Sometimes it’s not the base - it can be the product on top.
Example:
Client grows nails longer → soft gel starts failing
Solution → switch to hard gel
If she comes back with lifting, even you have swapped enhancement = base coat issues.
You need to think, not panic.
Also, one-off damage matters.
If your client spent a full weekend doing heavy garden work and comes back with lifting - that doesn’t automatically mean product failure.
But if she keeps returning with the same issue, that’s a system problem, not bad luck.
A Quick Word on Hairdressers
The “hairdresser lifting” topic comes up constantly.
Yes, their hands are in water.
No, that alone is not a reason for lifting.
I have multiple hairdressers as clients.
They had issues with previous nail techs.
Their nails last with me.
Why?
Correct prep
Correct base choice
A bit of experimenting with base coats and products
Once the right combination is found, they’re just like any other client.
Water exposure isn’t the excuse people think it is.
Base Coats and Primers – Read This Carefully
Please read your brand instructions.
Some base coats already contain a primer.
If you add a separate primer on top of that, you’re over-priming the natural nail - and yes, that will cause lifting.
More product does not equal better adhesion.
The Rule Everyone Still Breaks
Every base coat must be applied THIN.
A base coat is a bond — not strength.
Applying it thick does not improve retention.

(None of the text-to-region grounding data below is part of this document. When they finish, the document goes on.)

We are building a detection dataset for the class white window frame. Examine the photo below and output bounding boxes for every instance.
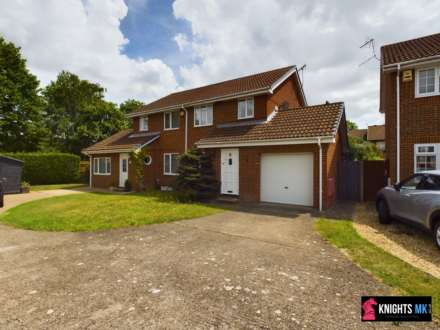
[139,116,149,131]
[194,104,213,127]
[93,157,111,175]
[164,111,179,130]
[163,153,179,176]
[415,67,439,98]
[414,143,438,173]
[237,97,254,120]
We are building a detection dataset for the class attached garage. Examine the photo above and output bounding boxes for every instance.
[260,153,313,206]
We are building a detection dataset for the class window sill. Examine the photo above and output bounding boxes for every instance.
[194,123,213,128]
[415,92,440,98]
[93,173,111,176]
[164,127,179,131]
[237,115,254,120]
[139,128,149,132]
[164,173,178,176]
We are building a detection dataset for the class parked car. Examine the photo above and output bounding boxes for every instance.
[376,171,440,250]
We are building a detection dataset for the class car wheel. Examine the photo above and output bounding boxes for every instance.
[434,222,440,250]
[377,199,392,224]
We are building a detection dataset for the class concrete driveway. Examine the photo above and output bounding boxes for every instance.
[0,205,427,329]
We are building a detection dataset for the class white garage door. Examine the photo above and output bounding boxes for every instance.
[260,153,313,206]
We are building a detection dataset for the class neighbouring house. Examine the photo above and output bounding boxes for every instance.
[83,66,348,210]
[381,33,440,183]
[348,125,385,153]
[348,128,367,140]
[367,125,385,152]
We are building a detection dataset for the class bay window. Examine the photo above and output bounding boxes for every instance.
[194,105,213,127]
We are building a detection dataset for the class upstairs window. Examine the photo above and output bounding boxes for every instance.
[164,111,179,130]
[139,116,149,131]
[238,97,254,119]
[416,67,438,97]
[194,105,213,127]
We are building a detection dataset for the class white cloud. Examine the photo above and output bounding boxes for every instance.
[0,0,178,104]
[173,0,440,127]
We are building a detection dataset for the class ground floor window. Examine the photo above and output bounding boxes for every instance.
[93,157,111,175]
[164,153,179,175]
[414,144,438,172]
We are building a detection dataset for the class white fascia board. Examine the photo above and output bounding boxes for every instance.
[83,148,136,155]
[382,55,440,71]
[196,136,335,148]
[268,66,297,94]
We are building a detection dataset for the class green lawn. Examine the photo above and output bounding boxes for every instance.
[31,183,87,191]
[0,192,223,231]
[315,219,440,319]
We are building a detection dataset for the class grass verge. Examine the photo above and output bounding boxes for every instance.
[31,183,87,191]
[0,191,223,232]
[315,218,439,319]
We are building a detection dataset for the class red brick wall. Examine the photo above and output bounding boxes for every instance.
[266,76,303,116]
[382,69,440,182]
[90,154,120,188]
[209,141,341,209]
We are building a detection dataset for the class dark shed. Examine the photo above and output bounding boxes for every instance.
[0,156,24,194]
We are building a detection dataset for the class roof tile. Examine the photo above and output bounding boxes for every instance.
[381,33,440,66]
[134,66,294,115]
[83,130,160,154]
[196,102,344,146]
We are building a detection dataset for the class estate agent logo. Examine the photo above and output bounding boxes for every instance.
[362,297,377,321]
[361,296,432,322]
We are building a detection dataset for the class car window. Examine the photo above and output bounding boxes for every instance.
[419,175,440,190]
[400,175,424,190]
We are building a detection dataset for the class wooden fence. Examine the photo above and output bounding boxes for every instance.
[337,160,387,202]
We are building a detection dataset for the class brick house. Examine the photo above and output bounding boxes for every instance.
[381,33,440,183]
[83,66,348,210]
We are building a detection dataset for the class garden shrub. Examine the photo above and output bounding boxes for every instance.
[1,152,80,184]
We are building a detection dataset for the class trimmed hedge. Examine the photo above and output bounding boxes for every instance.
[1,152,80,184]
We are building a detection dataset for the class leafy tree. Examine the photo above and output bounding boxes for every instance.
[175,148,219,201]
[42,71,127,155]
[120,99,143,115]
[348,136,383,161]
[0,36,46,151]
[347,120,358,131]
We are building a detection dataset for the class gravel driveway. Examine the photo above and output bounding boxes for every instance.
[0,204,431,329]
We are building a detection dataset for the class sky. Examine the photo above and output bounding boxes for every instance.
[1,0,439,127]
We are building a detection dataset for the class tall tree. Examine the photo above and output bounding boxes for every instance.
[42,71,127,155]
[119,99,144,115]
[347,120,358,131]
[0,36,46,151]
[119,99,143,128]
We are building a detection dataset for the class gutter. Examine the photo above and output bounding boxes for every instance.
[181,105,188,152]
[382,54,440,71]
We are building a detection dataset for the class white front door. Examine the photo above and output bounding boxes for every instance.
[260,153,313,206]
[221,149,239,195]
[119,153,129,187]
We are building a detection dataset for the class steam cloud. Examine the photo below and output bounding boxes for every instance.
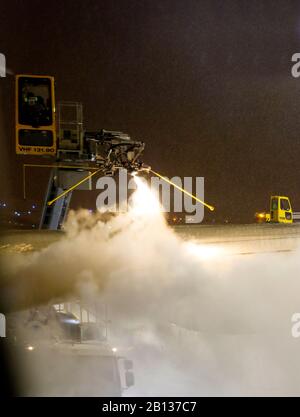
[2,181,300,396]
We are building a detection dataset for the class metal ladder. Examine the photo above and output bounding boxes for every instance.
[39,169,72,230]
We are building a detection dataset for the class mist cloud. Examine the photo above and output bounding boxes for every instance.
[2,183,300,395]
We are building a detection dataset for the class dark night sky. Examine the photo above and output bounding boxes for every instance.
[1,0,300,222]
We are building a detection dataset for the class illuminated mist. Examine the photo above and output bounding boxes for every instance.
[2,178,300,396]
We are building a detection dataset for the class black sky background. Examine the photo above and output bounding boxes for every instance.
[1,0,300,223]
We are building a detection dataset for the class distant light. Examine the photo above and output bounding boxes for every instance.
[3,203,6,207]
[28,211,31,215]
[32,205,36,209]
[27,346,34,351]
[112,347,118,353]
[61,318,80,325]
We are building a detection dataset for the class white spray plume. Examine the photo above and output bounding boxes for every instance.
[2,178,300,396]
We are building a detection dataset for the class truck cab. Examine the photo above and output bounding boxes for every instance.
[269,196,293,224]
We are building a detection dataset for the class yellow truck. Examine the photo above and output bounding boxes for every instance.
[255,196,300,224]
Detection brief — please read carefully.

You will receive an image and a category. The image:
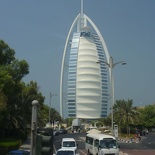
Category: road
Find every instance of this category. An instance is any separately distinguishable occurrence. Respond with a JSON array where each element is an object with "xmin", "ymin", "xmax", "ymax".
[
  {"xmin": 53, "ymin": 132, "xmax": 155, "ymax": 155},
  {"xmin": 119, "ymin": 132, "xmax": 155, "ymax": 155},
  {"xmin": 53, "ymin": 132, "xmax": 87, "ymax": 155}
]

In many cases, it completely kills it.
Strength comes from:
Builder gel
Hard gel
Acrygel
Acrylic
Not from the base.
What I Actually Use
I don’t believe in “one base fits all”.
In my kit:
Microcrystal base (thin viscosity)– most clients
Rubber base (medium viscosity)– dry nails
Bonder base (medium viscosity)– oily, weak or damaged nails
One base from a different brand – because sometimes chemistry wins
That’s not overcomplicating.
That’s understanding the job.
Base coats are tools, not solutions.
Understand viscosity.
Let the natural nail guide you.
Review when things stop working instead of blaming clients.
Base coat choice can make or break your work - and no product will save you from skipping the thinking part.